How many shots are used for evaluation of HumanEval?

GAIR-NLP / factool

FacTool: Factuality Detection in Generative AI

https://ethanc111.github.io/factool_website/

Apache License 2.0

804 stars 62 forks source link

How many shots are used for evaluation of HumanEval? #39

Open zhimin-z opened 9 months ago

zhimin-z commented 9 months ago

Is that 0-shot and 3-shot CoT?

EthanC111 commented 8 months ago

Hi @zhimin-z . If you are referring to the Self-Check baselines, then yes. Please refer to https://github.com/GAIR-NLP/factool/blob/main/factool/utils/prompts/self_check.yaml

zhimin-z commented 8 months ago

Hi @zhimin-z . If you are referring to the Self-Check baselines, then yes. Please refer to https://github.com/GAIR-NLP/factool/blob/main/factool/utils/prompts/self_check.yaml

Thanks for your quick replies Are these evaluation results from 0-shot or 3-shot CoT?

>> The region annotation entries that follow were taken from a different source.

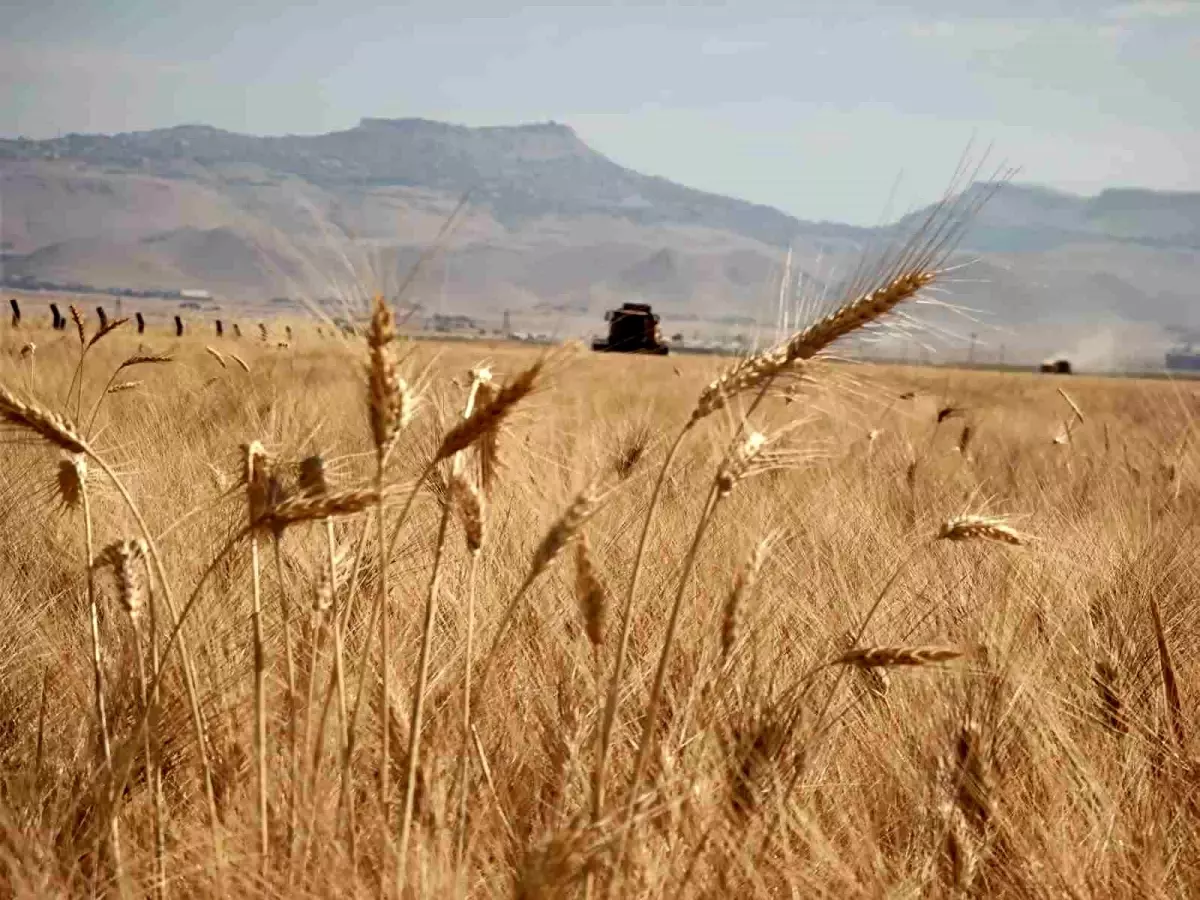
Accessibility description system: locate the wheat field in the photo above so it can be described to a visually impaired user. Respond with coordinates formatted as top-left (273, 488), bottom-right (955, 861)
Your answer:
top-left (0, 262), bottom-right (1200, 898)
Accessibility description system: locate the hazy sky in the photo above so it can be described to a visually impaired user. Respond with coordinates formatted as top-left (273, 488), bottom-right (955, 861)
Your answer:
top-left (0, 0), bottom-right (1200, 223)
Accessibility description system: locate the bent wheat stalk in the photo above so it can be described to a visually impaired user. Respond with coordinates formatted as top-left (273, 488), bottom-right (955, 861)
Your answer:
top-left (0, 386), bottom-right (224, 880)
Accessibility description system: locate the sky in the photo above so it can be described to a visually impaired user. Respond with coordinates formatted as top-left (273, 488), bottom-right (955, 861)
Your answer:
top-left (0, 0), bottom-right (1200, 224)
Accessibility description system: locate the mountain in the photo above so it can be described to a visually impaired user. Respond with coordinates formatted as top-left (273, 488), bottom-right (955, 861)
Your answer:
top-left (0, 119), bottom-right (1200, 367)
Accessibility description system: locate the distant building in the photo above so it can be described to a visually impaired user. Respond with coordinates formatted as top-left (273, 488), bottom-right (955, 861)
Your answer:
top-left (1166, 343), bottom-right (1200, 372)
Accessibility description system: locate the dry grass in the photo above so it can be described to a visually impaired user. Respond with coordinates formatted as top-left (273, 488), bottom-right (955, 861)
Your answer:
top-left (0, 297), bottom-right (1200, 898)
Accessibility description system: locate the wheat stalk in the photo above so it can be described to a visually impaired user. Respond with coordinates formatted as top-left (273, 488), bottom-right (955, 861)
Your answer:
top-left (433, 358), bottom-right (546, 462)
top-left (935, 515), bottom-right (1033, 547)
top-left (242, 440), bottom-right (275, 878)
top-left (830, 647), bottom-right (962, 668)
top-left (0, 386), bottom-right (89, 454)
top-left (575, 532), bottom-right (608, 652)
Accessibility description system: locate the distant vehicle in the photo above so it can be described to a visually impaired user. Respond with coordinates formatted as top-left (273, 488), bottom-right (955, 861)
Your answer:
top-left (1042, 359), bottom-right (1070, 374)
top-left (1166, 343), bottom-right (1200, 372)
top-left (592, 304), bottom-right (670, 356)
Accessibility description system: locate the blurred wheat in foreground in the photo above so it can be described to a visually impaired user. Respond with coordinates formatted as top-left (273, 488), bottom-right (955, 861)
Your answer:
top-left (0, 230), bottom-right (1200, 898)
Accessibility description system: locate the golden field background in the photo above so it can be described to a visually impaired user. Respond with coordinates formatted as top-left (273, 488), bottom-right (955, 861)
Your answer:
top-left (0, 318), bottom-right (1200, 898)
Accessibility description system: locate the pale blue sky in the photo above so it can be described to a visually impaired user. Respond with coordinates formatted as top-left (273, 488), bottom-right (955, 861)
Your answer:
top-left (0, 0), bottom-right (1200, 223)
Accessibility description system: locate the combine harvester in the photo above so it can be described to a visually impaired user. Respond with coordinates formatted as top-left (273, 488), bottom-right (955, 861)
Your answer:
top-left (592, 304), bottom-right (670, 356)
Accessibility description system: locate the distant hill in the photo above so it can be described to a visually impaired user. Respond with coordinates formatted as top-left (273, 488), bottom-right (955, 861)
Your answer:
top-left (0, 119), bottom-right (1200, 367)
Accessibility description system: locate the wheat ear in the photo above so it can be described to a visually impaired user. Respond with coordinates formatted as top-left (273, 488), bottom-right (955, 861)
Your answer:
top-left (936, 515), bottom-right (1033, 547)
top-left (71, 460), bottom-right (125, 890)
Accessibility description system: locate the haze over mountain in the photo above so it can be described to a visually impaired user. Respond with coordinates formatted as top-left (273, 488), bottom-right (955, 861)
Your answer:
top-left (0, 119), bottom-right (1200, 365)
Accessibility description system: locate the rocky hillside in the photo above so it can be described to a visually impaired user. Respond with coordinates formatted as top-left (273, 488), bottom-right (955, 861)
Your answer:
top-left (0, 119), bottom-right (1200, 367)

EthanC111 commented 8 months ago

Hi @zhimin-z. These results were evaluated neither using 0-shot nor 3-shot. The results were evaluated using FacTool. If you are referring to how the individual modules in FacTool are implemented, please refer to our prompts at https://github.com/GAIR-NLP/factool/tree/main/factool/utils/prompts

For some modules in certain tasks we did provide some demonstrations (e.g. query generation for KB-QA), while others we use 0-shot prompting.